Although adult Mary’s normative body and ability to navigate institutions like university successfully give her a certain amount of privilege over Max, he subverts the trope of fat best friend who exists to support the maturation of a thinner protagonist.  In their initial correspondence, the two interact as peers, seeking advice and information from each other.  The power dynamic shifts when Mary goes to university and studies psychology.  This is hinted at when she is shown on campus reading a book by Oliver Sachs, a neurologist who has been criticized for exploiting his clients in the interest of his literary career.  Mary finds a way of succeeding in the world that had previously rejected her, and through assimilating into that world, she adopts its pathologizing view of her friend.  When Mary publishes a book about Asperger’s using Max as her case study without his permission, telling him that she hopes to find a “cure,” he reacts in anger.  Instead of one of his typical wordy letters, he sends her the M typebar from his typewriter, dramatically cutting her off from receiving any further communication from him.  This shifts the power dynamic in their relationship a third time.  Max gains power over Mary, as his withdrawal prompts her to pulp every copy of her book before it can be sold and sends her spiralling into depression.   She begs his forgiveness by mailing him the last can of her childhood comfort food, sweetened condensed milk, in her pantry.  But even if this power dynamic contradicts the expected course of their relationship, it isn’t healthy for either of them.  Mary falls deeper into depression and reliance on alcohol, while Max becomes bitter and angry.  When Max learns how to forgive, both of them are redeemed.  Max separates himself from the supportive outsider archetype not only through his expression of anger and withdrawal of support, but by developing as a character alongside his thinner, neurotypical friend.

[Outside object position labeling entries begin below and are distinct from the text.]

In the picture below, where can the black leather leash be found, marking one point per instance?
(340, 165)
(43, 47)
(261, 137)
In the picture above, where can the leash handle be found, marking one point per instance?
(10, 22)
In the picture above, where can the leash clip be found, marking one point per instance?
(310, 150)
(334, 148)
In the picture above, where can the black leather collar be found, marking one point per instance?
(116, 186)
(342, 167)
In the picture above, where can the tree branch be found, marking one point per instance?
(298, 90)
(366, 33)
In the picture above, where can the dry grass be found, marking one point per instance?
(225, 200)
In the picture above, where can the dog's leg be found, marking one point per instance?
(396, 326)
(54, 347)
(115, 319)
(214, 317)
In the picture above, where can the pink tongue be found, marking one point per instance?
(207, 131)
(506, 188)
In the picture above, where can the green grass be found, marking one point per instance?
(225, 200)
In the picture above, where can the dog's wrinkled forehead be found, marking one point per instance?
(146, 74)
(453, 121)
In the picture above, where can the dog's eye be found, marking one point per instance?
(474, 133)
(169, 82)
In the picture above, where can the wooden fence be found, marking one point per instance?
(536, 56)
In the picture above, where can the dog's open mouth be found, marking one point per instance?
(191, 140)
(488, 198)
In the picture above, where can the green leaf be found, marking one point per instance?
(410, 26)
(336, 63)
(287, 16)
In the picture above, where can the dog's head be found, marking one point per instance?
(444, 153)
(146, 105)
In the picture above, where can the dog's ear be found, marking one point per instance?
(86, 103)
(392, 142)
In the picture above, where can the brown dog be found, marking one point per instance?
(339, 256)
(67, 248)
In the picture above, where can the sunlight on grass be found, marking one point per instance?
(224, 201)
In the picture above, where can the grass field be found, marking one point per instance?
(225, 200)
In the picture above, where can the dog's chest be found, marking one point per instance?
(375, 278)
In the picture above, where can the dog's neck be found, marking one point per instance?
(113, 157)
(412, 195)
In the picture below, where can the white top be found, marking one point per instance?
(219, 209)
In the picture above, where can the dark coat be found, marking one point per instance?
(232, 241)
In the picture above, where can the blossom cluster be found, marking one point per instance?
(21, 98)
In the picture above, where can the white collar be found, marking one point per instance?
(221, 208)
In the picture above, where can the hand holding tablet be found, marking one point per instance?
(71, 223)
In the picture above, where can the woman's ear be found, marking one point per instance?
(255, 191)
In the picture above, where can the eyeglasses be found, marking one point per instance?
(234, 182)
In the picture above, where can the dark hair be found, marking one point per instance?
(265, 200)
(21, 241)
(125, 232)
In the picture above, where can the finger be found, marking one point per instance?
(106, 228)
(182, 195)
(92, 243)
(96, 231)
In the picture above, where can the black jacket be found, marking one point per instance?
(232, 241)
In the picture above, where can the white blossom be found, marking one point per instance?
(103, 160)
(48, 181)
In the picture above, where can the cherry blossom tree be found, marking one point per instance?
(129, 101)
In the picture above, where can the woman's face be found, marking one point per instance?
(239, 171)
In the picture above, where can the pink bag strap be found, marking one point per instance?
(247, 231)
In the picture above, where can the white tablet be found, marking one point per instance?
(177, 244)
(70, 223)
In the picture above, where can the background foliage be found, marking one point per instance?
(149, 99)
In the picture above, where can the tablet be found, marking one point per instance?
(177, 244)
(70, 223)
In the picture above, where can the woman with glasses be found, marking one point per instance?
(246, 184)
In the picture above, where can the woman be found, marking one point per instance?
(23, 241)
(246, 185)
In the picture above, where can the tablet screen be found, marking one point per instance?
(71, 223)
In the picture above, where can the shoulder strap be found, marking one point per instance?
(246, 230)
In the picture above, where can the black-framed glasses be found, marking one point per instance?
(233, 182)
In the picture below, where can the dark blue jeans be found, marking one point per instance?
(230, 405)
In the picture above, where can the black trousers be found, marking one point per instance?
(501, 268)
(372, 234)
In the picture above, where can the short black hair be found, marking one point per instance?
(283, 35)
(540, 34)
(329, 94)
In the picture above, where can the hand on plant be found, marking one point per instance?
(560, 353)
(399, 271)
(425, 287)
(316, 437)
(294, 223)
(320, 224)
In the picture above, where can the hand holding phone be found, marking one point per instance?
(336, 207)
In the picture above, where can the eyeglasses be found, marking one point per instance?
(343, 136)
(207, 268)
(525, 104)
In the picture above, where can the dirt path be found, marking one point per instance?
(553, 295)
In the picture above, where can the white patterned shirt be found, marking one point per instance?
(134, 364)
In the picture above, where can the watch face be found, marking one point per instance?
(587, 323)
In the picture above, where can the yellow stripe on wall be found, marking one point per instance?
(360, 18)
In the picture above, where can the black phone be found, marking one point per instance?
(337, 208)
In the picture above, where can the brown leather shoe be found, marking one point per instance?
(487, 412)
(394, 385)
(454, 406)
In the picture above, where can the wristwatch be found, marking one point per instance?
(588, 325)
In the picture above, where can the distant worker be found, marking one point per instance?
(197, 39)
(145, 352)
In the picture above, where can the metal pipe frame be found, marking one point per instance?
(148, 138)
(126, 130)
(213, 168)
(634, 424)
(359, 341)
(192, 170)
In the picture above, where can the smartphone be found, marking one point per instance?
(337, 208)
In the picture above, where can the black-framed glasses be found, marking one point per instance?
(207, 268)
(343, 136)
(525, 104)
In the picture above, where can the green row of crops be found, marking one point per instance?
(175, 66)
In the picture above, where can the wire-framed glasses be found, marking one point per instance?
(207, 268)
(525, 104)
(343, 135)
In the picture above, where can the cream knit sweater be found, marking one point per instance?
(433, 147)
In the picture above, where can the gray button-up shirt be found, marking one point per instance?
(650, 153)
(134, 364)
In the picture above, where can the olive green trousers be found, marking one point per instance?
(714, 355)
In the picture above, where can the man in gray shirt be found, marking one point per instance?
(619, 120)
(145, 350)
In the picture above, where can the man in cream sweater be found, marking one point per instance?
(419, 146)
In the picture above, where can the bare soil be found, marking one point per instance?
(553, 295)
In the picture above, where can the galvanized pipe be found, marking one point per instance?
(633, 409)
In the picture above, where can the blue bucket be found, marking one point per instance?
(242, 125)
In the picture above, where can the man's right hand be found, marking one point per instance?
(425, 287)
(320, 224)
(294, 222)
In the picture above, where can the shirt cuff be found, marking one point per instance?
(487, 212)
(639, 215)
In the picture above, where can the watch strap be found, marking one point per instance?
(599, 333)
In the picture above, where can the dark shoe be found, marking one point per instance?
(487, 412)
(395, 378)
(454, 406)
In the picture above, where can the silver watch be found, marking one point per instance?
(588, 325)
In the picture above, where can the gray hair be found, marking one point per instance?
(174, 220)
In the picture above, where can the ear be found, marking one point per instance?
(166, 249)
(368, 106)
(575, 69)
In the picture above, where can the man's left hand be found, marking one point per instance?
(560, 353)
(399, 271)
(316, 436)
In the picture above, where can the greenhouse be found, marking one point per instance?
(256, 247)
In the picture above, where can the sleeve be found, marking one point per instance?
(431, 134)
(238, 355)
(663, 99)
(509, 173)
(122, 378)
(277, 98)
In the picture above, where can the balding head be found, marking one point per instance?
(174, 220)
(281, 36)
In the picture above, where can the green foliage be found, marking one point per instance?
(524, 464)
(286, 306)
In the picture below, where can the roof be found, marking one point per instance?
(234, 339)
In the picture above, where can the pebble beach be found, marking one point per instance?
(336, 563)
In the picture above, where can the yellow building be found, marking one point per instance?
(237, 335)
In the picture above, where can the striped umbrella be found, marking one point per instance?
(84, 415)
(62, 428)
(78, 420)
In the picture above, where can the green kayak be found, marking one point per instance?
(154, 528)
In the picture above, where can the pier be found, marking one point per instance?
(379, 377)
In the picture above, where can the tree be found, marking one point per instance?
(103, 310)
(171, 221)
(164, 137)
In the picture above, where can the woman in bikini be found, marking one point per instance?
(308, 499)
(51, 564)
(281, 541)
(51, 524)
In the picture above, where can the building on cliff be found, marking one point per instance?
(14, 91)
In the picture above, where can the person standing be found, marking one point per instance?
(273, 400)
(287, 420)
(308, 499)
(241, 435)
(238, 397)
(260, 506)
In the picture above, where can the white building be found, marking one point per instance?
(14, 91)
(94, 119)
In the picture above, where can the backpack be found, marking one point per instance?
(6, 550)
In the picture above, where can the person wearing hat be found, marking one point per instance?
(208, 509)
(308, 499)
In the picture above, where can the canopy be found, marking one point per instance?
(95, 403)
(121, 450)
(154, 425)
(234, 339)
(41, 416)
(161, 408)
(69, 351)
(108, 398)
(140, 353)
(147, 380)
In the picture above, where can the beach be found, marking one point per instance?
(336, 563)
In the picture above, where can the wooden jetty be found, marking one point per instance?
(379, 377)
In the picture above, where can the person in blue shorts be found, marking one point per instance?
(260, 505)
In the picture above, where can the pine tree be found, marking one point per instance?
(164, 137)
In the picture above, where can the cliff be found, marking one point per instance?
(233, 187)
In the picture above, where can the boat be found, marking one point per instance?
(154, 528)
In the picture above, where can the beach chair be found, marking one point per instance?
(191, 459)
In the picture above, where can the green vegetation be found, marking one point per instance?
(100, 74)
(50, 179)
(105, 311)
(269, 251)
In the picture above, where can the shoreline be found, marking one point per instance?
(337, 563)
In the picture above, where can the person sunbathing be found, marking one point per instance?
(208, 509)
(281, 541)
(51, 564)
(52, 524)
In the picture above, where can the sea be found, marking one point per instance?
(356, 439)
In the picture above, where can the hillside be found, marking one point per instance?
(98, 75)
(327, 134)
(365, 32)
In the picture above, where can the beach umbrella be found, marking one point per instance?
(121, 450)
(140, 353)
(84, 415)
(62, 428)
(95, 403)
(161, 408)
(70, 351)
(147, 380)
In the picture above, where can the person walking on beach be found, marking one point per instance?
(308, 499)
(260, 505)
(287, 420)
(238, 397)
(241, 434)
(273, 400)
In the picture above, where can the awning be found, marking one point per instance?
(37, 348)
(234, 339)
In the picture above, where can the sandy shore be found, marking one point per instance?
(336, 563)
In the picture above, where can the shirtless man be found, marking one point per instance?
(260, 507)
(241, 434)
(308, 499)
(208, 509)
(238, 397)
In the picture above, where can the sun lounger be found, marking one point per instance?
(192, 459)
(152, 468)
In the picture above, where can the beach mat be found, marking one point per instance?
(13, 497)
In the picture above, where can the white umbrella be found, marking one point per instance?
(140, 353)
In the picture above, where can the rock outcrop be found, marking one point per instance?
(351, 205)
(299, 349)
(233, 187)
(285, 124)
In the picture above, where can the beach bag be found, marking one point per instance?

A third important factor that suggests the film wants us to empathize with Max instead of pathologize him is how he subverts the easy symbolism of his size.  Max is a fat character, but his size is not a physical indicator of greed or insatiability: he is able to achieve satisfaction.  He has three life goals, all of which are acquisitions of things outside of himself:  he wants a lifetime supply of chocolate, a complete collection of Noblet figurines, and a friend.  These goals seem to have foundation in Max’s concrete way of thinking, as opposed to avarice.  In fact, when Max is able to achieve the first two goals when he wins the lottery, he gives the rest of the money to his neighbor.  Max might not even see his death at the end of the film as tragic.  Mary finds him with a contented smile on his face as he gazes at her letters while The Noblets, their shared ideal of friendship, plays on TV.  For Max, their long-distance relationship was fulfilling without them ever being in the same room.

Mary and Max presents us with flawed, eccentric characters who struggle to exist in communities that don’t accommodate them.  However, by focusing on their inner lives and their own means of communicating their feelings and experiences, the film invites the viewer to empathize with the protagonists instead of agreeing with the labels and judgments they are forced to live with.  Despite being lumps of clay, Mary and Max are considerably more human than many of the flesh-and-blood fat characters given to us by cinema.